Sanctius published editions of the Bucolics by Virgil (1591), some works of Ovid, the Satyres by Persius and the Ars poetica by Horace; commented editions of the Sylvae by Angelo Poliziano and the Emblemata by Andrea Alciato; and translations of Horace and of the Canzoniere by Francesco Petrarca. He wrote and printed Comentarios to works by Juan de Mena and Garcilaso de la Vega (1582 and 1574 respectively). When he was accused of having identified the influences of Græco-Latin classics in the lyrical work of the latter, thus diminishing his poetic originality, el Brocense said that he didn't consider anyone who didn't imitate the classics a good poet. He also wrote a great number of Latin poems and scholia.

He had a mainly formal understanding of literary beauty, as revealed in his rhetorical treatises De arte dicendi (1556) and Organum dialecticum et rethoricum cunctis discipulis utilissimum et necessarium (Lyon, 1579). It is pertinent to point out here that he was tried by the Inquisition because he dared to criticise the literary form of the gospels. He favoured Erasmus of Rotterdam and in his scientific works shows the encyclopedic inclinations that were characteristic of Humanism, as in Declaración y uso del reloj español (1549), Pomponii Melæ De situ orbis (1574) or Sphera mundi ex variis auctoribus concinnata (1579).
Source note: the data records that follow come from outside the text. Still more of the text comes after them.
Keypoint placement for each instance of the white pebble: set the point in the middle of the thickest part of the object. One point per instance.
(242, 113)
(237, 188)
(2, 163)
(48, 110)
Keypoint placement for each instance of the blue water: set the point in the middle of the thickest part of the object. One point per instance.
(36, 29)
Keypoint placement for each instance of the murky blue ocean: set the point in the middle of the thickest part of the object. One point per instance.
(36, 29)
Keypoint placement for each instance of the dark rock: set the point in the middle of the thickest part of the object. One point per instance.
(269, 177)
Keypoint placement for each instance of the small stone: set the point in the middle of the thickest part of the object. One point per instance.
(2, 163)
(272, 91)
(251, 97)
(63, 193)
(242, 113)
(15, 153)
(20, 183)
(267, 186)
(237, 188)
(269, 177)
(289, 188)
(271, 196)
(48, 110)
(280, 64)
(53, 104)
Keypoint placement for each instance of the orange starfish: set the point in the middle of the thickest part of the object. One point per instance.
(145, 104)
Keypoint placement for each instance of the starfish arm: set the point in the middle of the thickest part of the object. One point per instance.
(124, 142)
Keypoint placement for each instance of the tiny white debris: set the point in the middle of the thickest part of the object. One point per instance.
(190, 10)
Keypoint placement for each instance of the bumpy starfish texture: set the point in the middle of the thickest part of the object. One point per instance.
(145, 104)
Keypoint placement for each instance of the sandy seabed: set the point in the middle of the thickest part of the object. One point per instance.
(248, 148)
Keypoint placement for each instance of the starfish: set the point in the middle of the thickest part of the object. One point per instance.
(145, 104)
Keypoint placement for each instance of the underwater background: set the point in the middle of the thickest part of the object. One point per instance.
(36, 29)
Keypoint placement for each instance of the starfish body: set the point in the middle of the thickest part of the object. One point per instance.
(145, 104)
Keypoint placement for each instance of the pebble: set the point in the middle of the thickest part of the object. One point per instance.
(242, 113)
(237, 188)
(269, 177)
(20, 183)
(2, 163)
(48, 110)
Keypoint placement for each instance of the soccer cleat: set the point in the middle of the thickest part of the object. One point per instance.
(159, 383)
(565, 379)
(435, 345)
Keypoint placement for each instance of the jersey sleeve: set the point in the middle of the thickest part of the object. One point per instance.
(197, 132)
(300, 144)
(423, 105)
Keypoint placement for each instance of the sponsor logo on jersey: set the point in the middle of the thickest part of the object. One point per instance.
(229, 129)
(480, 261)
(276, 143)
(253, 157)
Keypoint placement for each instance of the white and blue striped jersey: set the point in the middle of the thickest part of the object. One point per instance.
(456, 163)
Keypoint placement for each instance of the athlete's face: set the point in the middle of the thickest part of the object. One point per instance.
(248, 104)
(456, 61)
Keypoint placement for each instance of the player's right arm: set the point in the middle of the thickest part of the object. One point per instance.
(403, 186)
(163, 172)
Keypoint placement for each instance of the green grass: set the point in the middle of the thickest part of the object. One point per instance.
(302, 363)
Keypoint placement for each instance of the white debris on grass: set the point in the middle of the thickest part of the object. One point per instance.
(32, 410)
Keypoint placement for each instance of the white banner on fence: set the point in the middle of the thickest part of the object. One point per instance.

Among his philosophical works the main ones are Doctrina de Epicteto (1600), Paradoxa (1581) and De nonnulis Porphyrii aliorumque in dialectica erroribus (1588).

He had three encounters with the Inquisition: one, mentioned above, in 1584, where he was exonerated, a second in 1595, when he had already retired, and a third in 1600, which was interrupted before its resolution due to his death, in Salamanca, at the age of 78.

== Works ==
- Declaración y uso del reloj español (1549)
- Edition and commentary of Angelo Poliziano, Angeli Politiani: Sylvæ, nutricia, manto, rusticus, ambra illustratum per Franciscum Sanctium Brocensem, Salmanticæ: excudebat Andreas a Portonariis, 1554.
- De arte dicendi (1556)
- Edition and commentary of the Emblemata by Alciati: Comment. in And. Alciati Emblemata: nunc denuò multis in locis accurate recognita et quamplurimis figuris illustrata Lugduni: apud Guliel. Rouillium, 1573.
- Comentarios to the work by Garcilaso de la Vega (1574)
- Edition of Pomponii Melæ De situ orbis (1574)
- Organum dialectum et rethoricum cunctis discipulis utilissimum et necessarium (Lyon, 1579)
- Sphera mundi ex variis auctoribus concinnata (1579)
- Paradoxa (1581)
- Grammaticæ Græcæ compendium (1581)
- Comentarios to the work by Juan de Mena (1582)
- Minerva sive de causis linguæ Latinæ (Salamanca: Renaut, 1587)
- Veræ brevesque Latinæ institutiones (1587)
- De nonnulis Porphyrii aliorumque in dialectica erroribus (1588)
- Edition of the Bucolics by Virgil (1591)
- Edition and commentary of the Ars poetica by Horace: In Artem Poeticam Horatii Annotationes, Salmanticæ: Apud Joannem & Andream Renaut, fratres, 1591.
- Arte para saber latín (1595)
- Edition and commentary of Auli Persii Flacci Saturæ sex: cvm ecphrasi et scholiis Franc. Sanctij Brocen. Salmanticæ: apud Didacum à Cussio, 1599.